Commercial traders in the Japanese Yen have built their largest long position since June of 2007 according to the latest Commitment of Traders Report. Clearly, the commercial traders as a group believe that the 24% decline in the Yen over the last year or, so is nearing an end.

Before we discuss the trade, let’s clear up the primary area of confusion regarding Yen trading here in the United States. The Japanese Yen futures market traded at the Chicago Mercantile Exchange is quoted in Dollars per Yen. This leads to a current quote of .009761 yen per Dollar. Meanwhile, Forex (FX) quotes the Dollar Yen cross as, “How many Yen does it take to buy $1.” In this case, it takes 102.45 Yen to purchase $1. Many people get confused when the quote they see on CNBC doesn’t match the quote on the internet. Many times this is simply due to the formatting of the quote. Using the inverse will typically put a strange looking quote in the form you’re used to seeing it in.
Getting back to the trade, it’s clear that Prime Minister Abe’s plan to devalue the Yen has seen early success. There appear to be growing concerns as to how long Japan will be able to continue to devalue their currency. Based on the 60% increase in commercial longs since November 1, it seems clear that the big money is suggesting this round of devaluation is nearing an end. You can see the chart, here.

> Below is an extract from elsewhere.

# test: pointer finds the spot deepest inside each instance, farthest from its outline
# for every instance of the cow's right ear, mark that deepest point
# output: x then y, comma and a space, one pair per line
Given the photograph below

I use this setup as a reversal strategy. Once the market begins to turn higher, I will look for a spot to get it bought. I will not buy this market until it can make some kind of bounce and at least establish a swing low of some sort. The swing low, once provided, will give me a spot to place my protective sell stop and allow me to determine the risk of the trade and adjust my leverage appropriately.

Patience is the key. Never try to catch a falling knife, so they say.